Some seven years ago, British celebrity chef Jamie Oliver traveled to Huntington, West Virginia, on a mission: To save the residents of the so-called “fattest and unhealthiest” U.S. city from themselves.
As Oliver’s ABC reality show, “Jamie Oliver’s Food Revolution,” told the story, the residents of Huntington were slowly being killed by the fatty, fried foods dominating the menus of their city’s school cafeterias. And as the cameras rolled, he was going to put a stop to it.
Of course, it didn’t work out that way. Students were unhappy with the changes Oliver made to their schools’ cafeteria offerings — which didn’t even meet the U.S. Department of Agriculture’s nutrition standards — and meal participation began to drop. Rhonda McCoy, the county’s schools food-service director, was left to pick up the pieces.
In the piece, titled “Revenge of the Lunch Lady,” food writer Jane Black, who has been closely following Huntington’s school lunch trouble since 2010, describes how McCoy, depicted as a villain by Oliver’s TV cameras, has succeeded in improving the meals in her county’s school cafeterias — an effort that actually began before Oliver even set foot in Huntington.

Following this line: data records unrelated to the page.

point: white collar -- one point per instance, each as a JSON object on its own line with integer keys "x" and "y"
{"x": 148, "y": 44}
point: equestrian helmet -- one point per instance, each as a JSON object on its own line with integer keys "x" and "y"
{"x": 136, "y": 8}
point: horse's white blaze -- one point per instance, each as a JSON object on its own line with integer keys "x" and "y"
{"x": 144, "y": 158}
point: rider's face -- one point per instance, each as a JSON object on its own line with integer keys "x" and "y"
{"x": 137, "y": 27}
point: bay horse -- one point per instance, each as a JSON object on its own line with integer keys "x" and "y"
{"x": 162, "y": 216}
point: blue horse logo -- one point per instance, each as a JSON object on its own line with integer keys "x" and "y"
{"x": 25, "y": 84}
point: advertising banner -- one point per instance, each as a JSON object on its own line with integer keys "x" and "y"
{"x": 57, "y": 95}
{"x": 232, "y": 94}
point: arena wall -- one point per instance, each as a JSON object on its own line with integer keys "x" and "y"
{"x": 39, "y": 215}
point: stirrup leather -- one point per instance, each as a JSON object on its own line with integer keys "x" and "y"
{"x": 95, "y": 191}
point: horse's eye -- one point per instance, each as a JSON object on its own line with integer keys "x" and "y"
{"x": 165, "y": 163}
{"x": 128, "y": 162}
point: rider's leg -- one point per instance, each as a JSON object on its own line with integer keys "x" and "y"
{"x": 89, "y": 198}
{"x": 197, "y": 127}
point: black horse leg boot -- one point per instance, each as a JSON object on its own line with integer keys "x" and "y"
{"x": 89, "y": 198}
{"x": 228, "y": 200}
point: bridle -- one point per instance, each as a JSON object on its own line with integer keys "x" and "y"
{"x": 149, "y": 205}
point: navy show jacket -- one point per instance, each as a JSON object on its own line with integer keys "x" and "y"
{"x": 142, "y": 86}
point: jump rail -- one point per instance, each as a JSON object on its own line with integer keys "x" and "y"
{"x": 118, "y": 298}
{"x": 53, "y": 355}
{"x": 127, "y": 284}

HuffPost recently spoke with Black about McCoy’s success in West Virginia and what that success says about the challenges — and opportunities — facing school cafeterias nationwide.
I know that you have reported on Jamie Oliver and school lunches in Huntington before. What inspired you to jump back into the fray at this particular time?
I’ve been watching [the people in Huntington] for years and years and staying in touch with them, and had been so impressed with what they had achieved. It seemed like a story that really needed to be told.
I think there are great concerns right now that the Republicans who control both houses of Congress could take an ax to the [school lunch] programs. On the other hand, I’m also hearing that they have a lot of other things on their list, so it’s a question of if and when they will get to it.